A wicked act! - Farmers in shock after armed thugs demolish coffee farm
A teary-eyed coffee farmer stood in disbelief last Thursday as he looked at his farm that was destroyed when thugs invaded their precious land in the hills of Hagley Gap, which borders St Andrew and St Thomas.
"I feel like I don't deh pon di earth. I feel like everything gone, like di world done for me," said coffee farmer Robert James, as he showed THE STAR what remains of his family's business.
Reports are that scores of thugs came out in full force last Wednesday for a day of destruction with cutlasses, power saws and firearms in hand, and set upon the coffee farm, chopping down every tree in sight.

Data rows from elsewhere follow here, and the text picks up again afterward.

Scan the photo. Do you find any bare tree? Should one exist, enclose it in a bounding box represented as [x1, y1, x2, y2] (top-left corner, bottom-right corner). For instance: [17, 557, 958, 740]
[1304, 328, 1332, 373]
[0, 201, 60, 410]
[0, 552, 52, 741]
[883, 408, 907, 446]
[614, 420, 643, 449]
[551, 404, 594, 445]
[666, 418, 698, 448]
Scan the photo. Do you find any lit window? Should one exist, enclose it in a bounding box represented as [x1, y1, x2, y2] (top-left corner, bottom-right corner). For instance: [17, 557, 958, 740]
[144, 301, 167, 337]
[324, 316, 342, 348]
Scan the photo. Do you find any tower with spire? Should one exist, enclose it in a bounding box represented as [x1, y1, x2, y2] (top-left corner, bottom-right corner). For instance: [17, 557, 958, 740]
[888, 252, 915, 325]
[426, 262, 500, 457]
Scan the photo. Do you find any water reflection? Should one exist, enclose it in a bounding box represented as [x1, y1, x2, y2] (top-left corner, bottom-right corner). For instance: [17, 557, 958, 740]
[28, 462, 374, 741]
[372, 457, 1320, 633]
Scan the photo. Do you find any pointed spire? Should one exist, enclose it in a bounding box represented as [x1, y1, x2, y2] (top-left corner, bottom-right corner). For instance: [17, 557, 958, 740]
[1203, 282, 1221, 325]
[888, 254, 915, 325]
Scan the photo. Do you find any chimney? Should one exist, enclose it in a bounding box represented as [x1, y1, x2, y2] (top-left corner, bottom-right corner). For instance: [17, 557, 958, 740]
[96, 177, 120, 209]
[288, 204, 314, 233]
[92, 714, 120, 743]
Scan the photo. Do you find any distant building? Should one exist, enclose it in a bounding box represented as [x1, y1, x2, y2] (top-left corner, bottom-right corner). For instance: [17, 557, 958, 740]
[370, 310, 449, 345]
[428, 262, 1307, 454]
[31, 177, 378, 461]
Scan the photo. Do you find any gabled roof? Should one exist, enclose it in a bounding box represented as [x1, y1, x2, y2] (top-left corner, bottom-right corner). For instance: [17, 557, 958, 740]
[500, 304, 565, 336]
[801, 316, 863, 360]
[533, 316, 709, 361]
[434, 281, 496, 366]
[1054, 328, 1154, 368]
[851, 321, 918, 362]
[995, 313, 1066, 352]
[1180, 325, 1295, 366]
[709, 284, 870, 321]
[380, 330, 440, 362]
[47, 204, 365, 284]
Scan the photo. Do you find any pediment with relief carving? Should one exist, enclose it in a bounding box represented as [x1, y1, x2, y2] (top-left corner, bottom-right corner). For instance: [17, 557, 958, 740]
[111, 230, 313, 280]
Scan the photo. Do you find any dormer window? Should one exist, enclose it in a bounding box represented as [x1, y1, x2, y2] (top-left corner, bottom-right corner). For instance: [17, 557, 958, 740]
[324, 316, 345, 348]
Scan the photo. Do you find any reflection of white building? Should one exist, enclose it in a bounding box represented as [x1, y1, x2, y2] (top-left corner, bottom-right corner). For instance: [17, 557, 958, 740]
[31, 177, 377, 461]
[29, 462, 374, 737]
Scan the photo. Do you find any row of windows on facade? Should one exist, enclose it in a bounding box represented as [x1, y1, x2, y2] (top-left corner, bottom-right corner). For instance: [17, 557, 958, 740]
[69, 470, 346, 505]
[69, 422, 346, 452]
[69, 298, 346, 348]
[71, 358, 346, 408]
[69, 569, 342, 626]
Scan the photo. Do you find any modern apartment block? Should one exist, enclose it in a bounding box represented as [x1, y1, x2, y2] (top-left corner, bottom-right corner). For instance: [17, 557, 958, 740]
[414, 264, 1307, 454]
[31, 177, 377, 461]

As if that was not enough, they brazenly fired shots in the air to drive fear into the peaceful farmers, while trampling more than five years of coffee production and 30 years of this family's history.
Trees which stood tall on the hillside now laid flat on the ground, with red and green beans scattered around, like the emotions of the persons who depend on them.
"Is like me have this emptiness inside. There is no way mankind could wicked like dis fi do such tings," said Lukesha Anderson, one of the workers on the farms.
"Dis is di coffee wah we have, a reaping time. Dis is we likkle work weh we come, throw wi pardna, send wi kids to school. Now we out of a job!"
Another farmer, who was overcome with emotions as he walked through the destroyed farm, swung his cutlass, screaming, "No! No! Dis nuh right, man!"
The farmers said that they may experience further losses as the thugs have threatened to return this week to continue their campaign of demolition.
Last week's attack is believed to be in relation to a nearly decade-long dispute over land.
They are calling for the intervention of the Government and the police in this matter, as they fear this is not the end of the nightmare.